Error: could not find tiller

Resolution:

# remove any existing helm installation and re-install helm with the prerequisite privileges
helm reset
kubectl create serviceaccount --namespace kube-system tiller
kubectl create clusterrolebinding tiller-cluster-rule --clusterrole=cluster-admin --serviceaccount=kube-system:tiller
kubectl patch deploy --namespace kube-system tiller-deploy -p '{"spec":{"template":{"spec":{"serviceAccount":"tiller"}}}}' 
helm init --service-account tiller --upgrade --wait

Node Not Labeled

Symptom:

node "gke-gpdb-test-default-pool-20a900ca-3trh" not labeled

Resolution:

This is a common output from GCP. It indicates that the node is already labeled correctly, so no label action was necessary.

Forbidden Namespace or Unknown User

Symptom:

namespaces "default" is forbidden: User "system:serviceaccount:kube-system:default" cannot get namespaces in the namespace "default": Unknown user "system:serviceaccount:kube-system:default"

Resolution:

This message indicates that the Kubernetes system is v1.8 or greater, which enables role-based access. (See this bug report and commit.)

Helm requires additional permissions (more than the default level) in v1.8 or greater. Execute these commands:

kubectl create serviceaccount --namespace kube-system tiller
kubectl create clusterrolebinding tiller-cluster-rule --clusterrole=cluster-admin --serviceaccount=kube-system:tiller
kubectl patch deploy --namespace kube-system tiller-deploy -p '{"spec":{"template":{"spec":{"serviceAccount":"tiller"}}}}'      
helm init --service-account tiller --upgrade --wait

Executable Not Found

Symptom:

executable not found in $PATH

Resolution:

This error appears on the events tab of a container to indicate that xfs is not supported on Container OS (COS). To resolve this, use Ubuntu OS on the node.

Sandbox Has Changed

Symptom:

Sandbox has changed

Resolution:

This error appears on the events tab of a container to indicate that sysctl settings have become corrupted or failed. To resolve this, remove the sysctl settings from pod YAML file.

Connection Timed

Symptom:

 getsocket() connection timed 

Resolution:

This error can occur when accessing http://localhost:8001/ui, a kubectl proxy address. Make sure that there is a connection between the master and worker nodes where kubernetes-dashboard is running. A network tag on the nodes like gpcloud-internal can establish a route among the nodes.

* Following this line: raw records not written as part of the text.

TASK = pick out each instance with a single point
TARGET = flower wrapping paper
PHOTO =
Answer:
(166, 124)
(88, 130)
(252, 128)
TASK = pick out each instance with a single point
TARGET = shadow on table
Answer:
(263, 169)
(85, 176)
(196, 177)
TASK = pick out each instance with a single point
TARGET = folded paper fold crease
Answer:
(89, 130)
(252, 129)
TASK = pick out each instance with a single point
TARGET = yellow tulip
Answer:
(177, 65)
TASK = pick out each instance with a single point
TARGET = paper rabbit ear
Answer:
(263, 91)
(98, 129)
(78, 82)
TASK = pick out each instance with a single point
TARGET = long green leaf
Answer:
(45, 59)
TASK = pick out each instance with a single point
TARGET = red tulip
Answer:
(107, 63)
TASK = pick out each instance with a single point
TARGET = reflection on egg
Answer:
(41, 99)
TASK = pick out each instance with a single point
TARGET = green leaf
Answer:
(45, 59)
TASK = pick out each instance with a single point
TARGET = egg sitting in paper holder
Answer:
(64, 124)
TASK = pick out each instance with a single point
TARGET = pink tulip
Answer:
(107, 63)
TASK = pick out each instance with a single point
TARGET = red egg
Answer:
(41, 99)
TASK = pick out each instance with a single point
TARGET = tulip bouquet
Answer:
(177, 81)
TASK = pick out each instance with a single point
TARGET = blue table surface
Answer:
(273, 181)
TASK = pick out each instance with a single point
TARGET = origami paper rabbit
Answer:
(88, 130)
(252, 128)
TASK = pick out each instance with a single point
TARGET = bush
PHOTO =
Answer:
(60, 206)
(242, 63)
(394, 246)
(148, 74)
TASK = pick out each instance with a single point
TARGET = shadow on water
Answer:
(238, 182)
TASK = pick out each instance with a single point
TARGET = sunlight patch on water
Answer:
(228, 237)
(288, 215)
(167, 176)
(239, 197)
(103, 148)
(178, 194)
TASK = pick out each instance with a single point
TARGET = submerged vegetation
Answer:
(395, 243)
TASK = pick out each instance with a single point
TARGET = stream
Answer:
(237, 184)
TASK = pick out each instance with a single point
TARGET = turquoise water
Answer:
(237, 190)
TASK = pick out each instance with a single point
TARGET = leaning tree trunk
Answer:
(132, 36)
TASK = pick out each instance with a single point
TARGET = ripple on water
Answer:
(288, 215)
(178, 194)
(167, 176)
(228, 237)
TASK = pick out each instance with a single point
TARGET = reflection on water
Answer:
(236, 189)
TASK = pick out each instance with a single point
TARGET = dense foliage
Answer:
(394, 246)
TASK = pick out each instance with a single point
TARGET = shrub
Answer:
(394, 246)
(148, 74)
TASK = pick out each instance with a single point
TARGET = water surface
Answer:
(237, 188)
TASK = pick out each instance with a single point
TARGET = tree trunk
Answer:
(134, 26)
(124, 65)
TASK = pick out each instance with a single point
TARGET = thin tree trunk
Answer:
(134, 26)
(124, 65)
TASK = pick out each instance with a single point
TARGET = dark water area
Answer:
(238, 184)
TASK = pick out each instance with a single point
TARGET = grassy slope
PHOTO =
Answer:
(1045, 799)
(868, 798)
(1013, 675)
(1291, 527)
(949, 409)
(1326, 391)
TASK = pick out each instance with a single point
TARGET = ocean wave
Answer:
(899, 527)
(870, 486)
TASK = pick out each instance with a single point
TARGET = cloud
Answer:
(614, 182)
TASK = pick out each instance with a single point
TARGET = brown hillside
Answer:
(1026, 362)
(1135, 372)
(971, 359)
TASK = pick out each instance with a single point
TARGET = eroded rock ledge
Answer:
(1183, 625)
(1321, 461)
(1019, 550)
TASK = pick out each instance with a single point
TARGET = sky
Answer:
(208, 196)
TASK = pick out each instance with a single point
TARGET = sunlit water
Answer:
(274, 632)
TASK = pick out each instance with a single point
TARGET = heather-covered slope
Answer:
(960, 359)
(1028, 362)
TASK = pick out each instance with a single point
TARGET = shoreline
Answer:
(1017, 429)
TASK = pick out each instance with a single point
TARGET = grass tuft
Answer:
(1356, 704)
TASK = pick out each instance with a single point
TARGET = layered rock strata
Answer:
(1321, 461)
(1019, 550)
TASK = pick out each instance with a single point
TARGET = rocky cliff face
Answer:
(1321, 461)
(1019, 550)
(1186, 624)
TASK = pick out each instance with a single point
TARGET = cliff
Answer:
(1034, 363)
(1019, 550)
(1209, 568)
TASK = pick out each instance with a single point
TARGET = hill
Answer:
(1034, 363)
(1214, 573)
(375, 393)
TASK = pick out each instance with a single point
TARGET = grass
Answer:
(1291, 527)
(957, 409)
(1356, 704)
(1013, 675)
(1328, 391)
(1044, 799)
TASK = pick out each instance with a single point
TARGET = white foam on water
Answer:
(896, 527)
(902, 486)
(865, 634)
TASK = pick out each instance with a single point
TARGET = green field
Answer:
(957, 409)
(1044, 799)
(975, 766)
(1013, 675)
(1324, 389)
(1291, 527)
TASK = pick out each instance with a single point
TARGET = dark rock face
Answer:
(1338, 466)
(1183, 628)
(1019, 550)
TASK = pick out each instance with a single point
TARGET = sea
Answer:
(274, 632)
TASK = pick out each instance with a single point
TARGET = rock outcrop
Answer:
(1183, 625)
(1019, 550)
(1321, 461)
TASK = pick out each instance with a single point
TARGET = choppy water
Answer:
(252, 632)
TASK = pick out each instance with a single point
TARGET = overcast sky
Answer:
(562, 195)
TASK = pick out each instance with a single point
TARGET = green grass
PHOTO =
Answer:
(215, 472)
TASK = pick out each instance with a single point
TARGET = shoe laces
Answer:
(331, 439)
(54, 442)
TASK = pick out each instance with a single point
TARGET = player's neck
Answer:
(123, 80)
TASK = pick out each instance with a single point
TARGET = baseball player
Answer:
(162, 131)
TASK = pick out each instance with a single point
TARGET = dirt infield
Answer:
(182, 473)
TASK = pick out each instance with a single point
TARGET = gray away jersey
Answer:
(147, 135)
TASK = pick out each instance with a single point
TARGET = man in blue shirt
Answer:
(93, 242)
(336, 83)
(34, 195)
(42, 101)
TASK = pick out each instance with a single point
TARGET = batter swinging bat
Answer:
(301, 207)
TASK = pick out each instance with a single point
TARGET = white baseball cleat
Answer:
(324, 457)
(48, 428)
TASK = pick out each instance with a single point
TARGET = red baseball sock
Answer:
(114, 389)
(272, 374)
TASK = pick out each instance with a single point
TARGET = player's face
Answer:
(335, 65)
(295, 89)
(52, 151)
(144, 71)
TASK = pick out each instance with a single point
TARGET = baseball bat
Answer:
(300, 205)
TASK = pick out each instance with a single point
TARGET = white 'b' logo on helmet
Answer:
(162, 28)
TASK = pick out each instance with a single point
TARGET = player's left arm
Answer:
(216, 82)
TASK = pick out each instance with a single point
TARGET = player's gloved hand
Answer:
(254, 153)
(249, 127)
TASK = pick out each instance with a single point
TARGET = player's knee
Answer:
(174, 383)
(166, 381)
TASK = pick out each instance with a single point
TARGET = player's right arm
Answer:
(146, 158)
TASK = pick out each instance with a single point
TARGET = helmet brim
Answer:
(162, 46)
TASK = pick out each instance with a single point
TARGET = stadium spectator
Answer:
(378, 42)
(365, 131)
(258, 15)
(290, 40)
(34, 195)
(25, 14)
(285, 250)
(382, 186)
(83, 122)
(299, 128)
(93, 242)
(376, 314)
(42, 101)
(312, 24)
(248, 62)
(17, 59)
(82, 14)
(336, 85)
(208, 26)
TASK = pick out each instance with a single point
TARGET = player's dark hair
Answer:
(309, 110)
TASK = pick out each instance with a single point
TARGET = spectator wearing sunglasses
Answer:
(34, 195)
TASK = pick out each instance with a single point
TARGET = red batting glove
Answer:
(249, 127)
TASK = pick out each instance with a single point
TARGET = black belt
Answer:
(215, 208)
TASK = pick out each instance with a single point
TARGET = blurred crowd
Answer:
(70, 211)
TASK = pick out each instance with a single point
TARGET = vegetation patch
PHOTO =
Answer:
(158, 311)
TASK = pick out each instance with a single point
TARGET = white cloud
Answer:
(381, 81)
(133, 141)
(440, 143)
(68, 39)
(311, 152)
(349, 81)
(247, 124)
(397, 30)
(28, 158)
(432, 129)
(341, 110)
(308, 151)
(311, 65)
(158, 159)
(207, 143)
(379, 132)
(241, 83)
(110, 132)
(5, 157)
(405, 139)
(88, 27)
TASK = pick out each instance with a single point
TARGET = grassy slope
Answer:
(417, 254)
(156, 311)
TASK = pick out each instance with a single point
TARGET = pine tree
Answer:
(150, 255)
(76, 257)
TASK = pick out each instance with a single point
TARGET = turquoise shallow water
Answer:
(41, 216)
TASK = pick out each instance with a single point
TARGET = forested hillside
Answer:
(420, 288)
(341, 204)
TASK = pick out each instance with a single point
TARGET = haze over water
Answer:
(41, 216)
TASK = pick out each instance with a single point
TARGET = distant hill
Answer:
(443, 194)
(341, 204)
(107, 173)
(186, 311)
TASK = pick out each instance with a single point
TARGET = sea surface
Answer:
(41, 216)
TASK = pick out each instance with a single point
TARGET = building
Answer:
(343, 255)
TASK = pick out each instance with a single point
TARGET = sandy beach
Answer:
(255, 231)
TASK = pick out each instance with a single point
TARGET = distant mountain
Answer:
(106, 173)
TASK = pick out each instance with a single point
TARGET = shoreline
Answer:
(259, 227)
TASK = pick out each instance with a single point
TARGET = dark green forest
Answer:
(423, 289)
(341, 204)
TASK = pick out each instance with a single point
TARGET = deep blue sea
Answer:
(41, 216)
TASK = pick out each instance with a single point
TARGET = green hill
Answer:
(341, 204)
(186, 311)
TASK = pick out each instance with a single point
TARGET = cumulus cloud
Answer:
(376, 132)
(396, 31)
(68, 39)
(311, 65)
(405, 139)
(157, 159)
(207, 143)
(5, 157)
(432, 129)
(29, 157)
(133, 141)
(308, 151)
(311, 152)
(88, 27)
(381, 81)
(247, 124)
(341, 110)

Unable to Connect to the Server

Symptom:

kubectl get nodes -w
Unable to connect to the server: x509: certificate is valid for 10.100.200.1, 35.199.191.209, not 35.197.83.225

Resolution:

This error indicates that you have chosen to update the wrong Load Balancer. Each cluster has its own load balancer for the Kubernetes master, with a certificate for access. Refer to the workspace/samples/scripts/create_pks_cluster_on_gcp.bash script for Bash commands that help to determine the master IP address for a given cluster name, and the commands used to attach to a Load Balancer.